Prima della tragedia di Crans Montana avremmo potuto invocare precisione svizzera ma oggi il termine si attaglia meglio alla tutt’altro che puntuale amministrazione messinese. Una precisione “svizzera”, infatti, ma con quel tocco di ritardo accademico che rende tutto più saporito, visto che il “Ciclone Harry”, ha appena finito di piallare la costa ionica da Giampilieri a Briga, portandosi via spiagge, muretti e le speranze dei residenti. Harry, sgarbato come tutti i cicloni, si è presentato il 20 gennaio. L’amministrazione, invece, ha deciso di rispondere con la calma dei forti: il 23.

Le immagini che arrivano da Giampilieri sono un monumento all’arte italica del “poi vediamo”. Lì, accatastati tra le sterpaglie e i rifiuti in un poetico abbraccio con la monnezza locale, riposano i famosi massi frangiflutti. Cubi di cemento pagati con soldi pubblici (fondi regionali, per la precisione) che avrebbero una sola missione nella vita: stare in acqua a rompere le onde. E invece no. Loro stanno al caldo, sulla terraferma, a godersi il panorama mentre il mare si mangiava la strada.

Antonio De Luca, capogruppo M5S, ha diffuso un video che è un atto d’accusa grosso quanto quei massi: le barriere c’erano, ma erano parcheggiate in doppia fila. “Posati e dimenticati”, dice. E ha ragione. Perché il cartello di cantiere – quella stele di Rosetta della burocrazia piazzata lì accanto – ci racconta una storia meravigliosa.Leggete bene. L’ordinanza sindacale n. 9 per “interventi contingibili e urgenti” istituisce il divieto di sosta per permettere i lavori.

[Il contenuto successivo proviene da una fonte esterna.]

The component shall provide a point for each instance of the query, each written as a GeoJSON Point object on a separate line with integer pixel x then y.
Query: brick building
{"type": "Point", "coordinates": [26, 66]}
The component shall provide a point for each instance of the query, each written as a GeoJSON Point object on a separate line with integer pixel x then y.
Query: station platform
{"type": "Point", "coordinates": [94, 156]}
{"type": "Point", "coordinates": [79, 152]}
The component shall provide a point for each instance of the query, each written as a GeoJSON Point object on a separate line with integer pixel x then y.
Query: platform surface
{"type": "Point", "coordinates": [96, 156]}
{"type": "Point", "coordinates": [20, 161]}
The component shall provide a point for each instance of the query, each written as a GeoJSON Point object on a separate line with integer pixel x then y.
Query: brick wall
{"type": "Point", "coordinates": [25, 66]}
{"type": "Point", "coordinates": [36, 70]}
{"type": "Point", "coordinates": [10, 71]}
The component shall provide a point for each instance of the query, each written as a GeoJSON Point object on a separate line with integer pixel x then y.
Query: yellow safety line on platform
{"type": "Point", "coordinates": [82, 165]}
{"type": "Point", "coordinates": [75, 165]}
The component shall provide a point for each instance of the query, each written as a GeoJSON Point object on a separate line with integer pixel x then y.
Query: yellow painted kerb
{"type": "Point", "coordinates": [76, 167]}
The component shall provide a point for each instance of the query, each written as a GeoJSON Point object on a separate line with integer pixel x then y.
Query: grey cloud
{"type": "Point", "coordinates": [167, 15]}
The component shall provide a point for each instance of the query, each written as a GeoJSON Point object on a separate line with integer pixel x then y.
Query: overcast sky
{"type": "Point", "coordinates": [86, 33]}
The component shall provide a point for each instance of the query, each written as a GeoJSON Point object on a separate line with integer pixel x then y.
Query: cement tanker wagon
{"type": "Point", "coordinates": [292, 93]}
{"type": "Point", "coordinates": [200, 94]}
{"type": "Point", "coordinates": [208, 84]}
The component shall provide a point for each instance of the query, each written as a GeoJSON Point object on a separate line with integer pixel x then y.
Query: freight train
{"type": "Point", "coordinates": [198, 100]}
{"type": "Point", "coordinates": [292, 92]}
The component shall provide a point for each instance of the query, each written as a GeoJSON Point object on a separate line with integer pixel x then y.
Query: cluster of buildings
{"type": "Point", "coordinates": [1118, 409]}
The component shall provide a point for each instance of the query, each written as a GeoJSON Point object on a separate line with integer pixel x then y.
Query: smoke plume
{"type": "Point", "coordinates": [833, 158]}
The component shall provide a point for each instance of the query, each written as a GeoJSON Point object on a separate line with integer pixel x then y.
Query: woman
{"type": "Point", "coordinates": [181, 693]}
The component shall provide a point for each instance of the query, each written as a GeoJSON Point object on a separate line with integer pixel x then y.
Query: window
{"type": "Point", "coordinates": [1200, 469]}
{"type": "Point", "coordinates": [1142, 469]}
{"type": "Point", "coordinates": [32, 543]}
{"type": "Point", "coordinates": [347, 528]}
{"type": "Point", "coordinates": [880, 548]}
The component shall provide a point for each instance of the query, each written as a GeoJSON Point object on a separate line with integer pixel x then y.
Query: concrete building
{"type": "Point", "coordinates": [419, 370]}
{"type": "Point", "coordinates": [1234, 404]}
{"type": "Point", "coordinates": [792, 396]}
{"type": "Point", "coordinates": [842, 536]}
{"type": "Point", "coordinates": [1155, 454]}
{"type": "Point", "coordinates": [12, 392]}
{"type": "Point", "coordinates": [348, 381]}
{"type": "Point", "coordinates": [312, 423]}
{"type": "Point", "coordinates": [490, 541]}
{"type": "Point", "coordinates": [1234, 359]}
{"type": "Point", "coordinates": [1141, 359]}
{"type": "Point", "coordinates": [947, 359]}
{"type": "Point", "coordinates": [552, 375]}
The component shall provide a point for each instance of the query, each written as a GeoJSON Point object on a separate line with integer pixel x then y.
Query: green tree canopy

Data di inizio? 23 gennaio 2026. Cioè oggi. Cioè tre giorni dopo che il Ciclone Harry ha devastato tutto. È la famosa tecnica della “prevenzione postuma”: prima lasci che la casa bruci, poi ti presenti con un bicchiere d’acqua e un’ordinanza urgente.

Il cartello dei lavori, intestato alla Città di Messina e affidato al “Consorzio Stabile San Pietro” per la modica cifra di 277.811 euro (più spiccioli), parla di “salpamento e rifioritura”. Un termine botanico delizioso: rifioritura. Peccato che a rifiorire, per ora, sia solo la rabbia di chi si è visto il mare in salotto mentre i cubi di cemento facevano la guardia ai sacchetti della spazzatura.
Il sindaco Basile, che ora gira tra le macerie a contare i danni, avrebbe forse potuto contare i giorni prima. Perché se hai i soldi, hai il progetto, hai l’impresa e hai pure i massi, ma aspetti che passi il ciclone per posizionarli, allora non è maltempo. È, come sempre, malgoverno.
I massi verranno spostati entro il 13 febbraio, dice il cartello. Con calma, mi raccomando. Non vorremmo mai che, finendo in mare, si bagnassero.